Starting from:

$35

CSC3022H -Assingment 3- Huffman Tree Encoding Solved





You are asked to write a compression algorithm to compress English language text files. You decide to use a Huffman encoder, which is a fairly quick and easy way of turning a sequence of ASCII characters into a compressed bit stream. For this tutorial, you need only implement the compression side, and you do not need to pack the output into a stream of bytes. You can simply use the ASCII characters 0 and 1 to represent the compressed bit representation. Of course, your compression factor will be 8x less as a consequence!

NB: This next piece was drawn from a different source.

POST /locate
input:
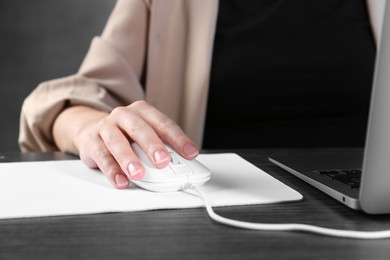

So for extra credit, you can do some bit operations to pack the 0s and 1s into an array of bytes.

1        Constraints
The constraints for this tutorial are as follows:

1.   Your implementation must use at least a HuffmanTree class (which manages the tree and has methods to compress data, build a Huffman tree etc) and a HuffmanN-ode class, which represent the tree nodes in the underlying Huffman tree (which is a simple binary tree). These must be constructed and destructed appropriately. Your constructor and destructor will need to be defined to use the specified smart pointers to manage memory see point 2) below.

2.   You must use std::shared ptr<HuffmanNode to represent the left/right links for your tree nodes as well as the root of the tree in your HuffmanTree class.

3.   your destructors must *not* explicitly delete the tree node representation: this should happen automatically when the root node is set to “nullptr” in the Huff-manTree destructor. You should not call delete at all in the HuffmanNode destruc-tor. That is the benefit of using a managed pointer. You may, however, allocated your HuffmanTree instance on the heap using new, in which case you would call delete to free that up and the end of your program.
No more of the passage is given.